All names in matchbox.client are also accessible from the top-level matchbox module.

matchbox.client

All client-side functionalities of Matchbox.

Modules:

  • clean

    Library of default cleaning functions.

  • dags

    Objects to define a DAG which indexes, deduplicates and links data.

  • helpers

    Core functionalities of the Matchbox client.

  • models

    Deduplication and linking methodologies.

  • results

    Objects representing the results of running a model client-side.

  • visualisation

    Visualisation utilities.

Functions:

  • process

    Apply cleaners to input dataframe.

  • index

    Indexes data in Matchbox.

  • match

    Matches IDs against the selected backend.

  • query

    Runs queries against the selected backend.

  • make_model

    Create a unified model instance for either linking or deduping operations.

process

process(
    data: DataFrame, pipeline: dict[str, dict[str, Any]]
) -> DataFrame

Apply cleaners to input dataframe.

Parameters:

  • data

    (DataFrame) –

    The dataframe to process

  • pipeline

    (dict[str, dict[str, Any]]) –

    Output of the cleaners() function

Returns:

  • DataFrame

    The processed dataset

index

index(
    full_name: str,
    db_pk: str,
    engine: Engine,
    resolution_name: str | None = None,
    columns: list[str]
    | list[dict[str, dict[str, str]]]
    | None = None,
    batch_size: int | None = None,
) -> None

Indexes data in Matchbox.

Parameters:

  • full_name

    (str) –

    the full name of the source

  • db_pk

    (str) –

    the primary key of the source

  • engine

    (Engine) –

    the engine to connect to a data warehouse

  • resolution_name

    (str | None, default: None ) –

    a custom resolution name If missing, will use the default name for a Source

  • columns

    (list[str] | list[dict[str, dict[str, str]]] | None, default: None ) –

    the columns to index

  • batch_size

    (int | None, default: None ) –

    the size of each batch when fetching data from the warehouse, which helps reduce the load on the database. Default is None.

Examples:

index("mb.test_orig", "id", engine=engine)
index("mb.test_cl2", "id", engine=engine, columns=["name", "age"])
index(
    "mb.test_cl2",
    "id",
    engine=engine,
    columns=[
        {"name": "name", "type": "TEXT"},
        {"name": "age", "type": "BIGINT"},
    ],
)
index("mb.test_orig", "id", engine=engine, batch_size=10_000)

match

match(
    *targets: list[Selector],
    source: list[Selector],
    source_pk: str,
    resolution_name: str = DEFAULT_RESOLUTION,
    threshold: int | None = None,
) -> list[Match]

Matches IDs against the selected backend.

Parameters:

  • targets

    (list[Selector], default: () ) –

    Each target is the output of select().

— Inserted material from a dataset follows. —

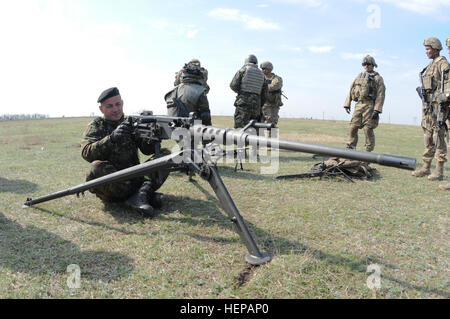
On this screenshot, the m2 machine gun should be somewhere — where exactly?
[24,113,416,265]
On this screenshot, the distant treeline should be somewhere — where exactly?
[0,113,49,121]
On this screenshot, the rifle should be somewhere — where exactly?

This allows matching against sources coming from different engines

  • source

    (list[Selector]) –

    The output of using select() on a single source.

  • source_pk

    (str) –

    The primary key value to match from the source.

  • resolution_name

    (optional, default: DEFAULT_RESOLUTION ) –

    The resolution name to use for filtering results. If not set, it will look for a default resolution.

  • threshold

    (optional, default: None ) –

    The threshold to use for creating clusters. If None, uses the resolutions’ default threshold If an integer, uses that threshold for the specified resolution, and the resolution’s cached thresholds for its ancestors

Examples:

mb.match(
    select("datahub_companies", engine=engine),
    source=select("companies_house", engine=engine),
    source_pk="8534735",
    resolution_name="last_linker",
)

query

query(
    *selectors: list[Selector],
    resolution_name: str | None = None,
    combine_type: Literal[
        "concat", "explode", "set_agg"
    ] = "concat",
    return_type: ReturnTypeStr = "pandas",
    threshold: int | None = None,
    limit: int | None = None,
    batch_size: int | None = None,
    return_batches: bool = False,
) -> QueryReturnType | Iterator[QueryReturnType]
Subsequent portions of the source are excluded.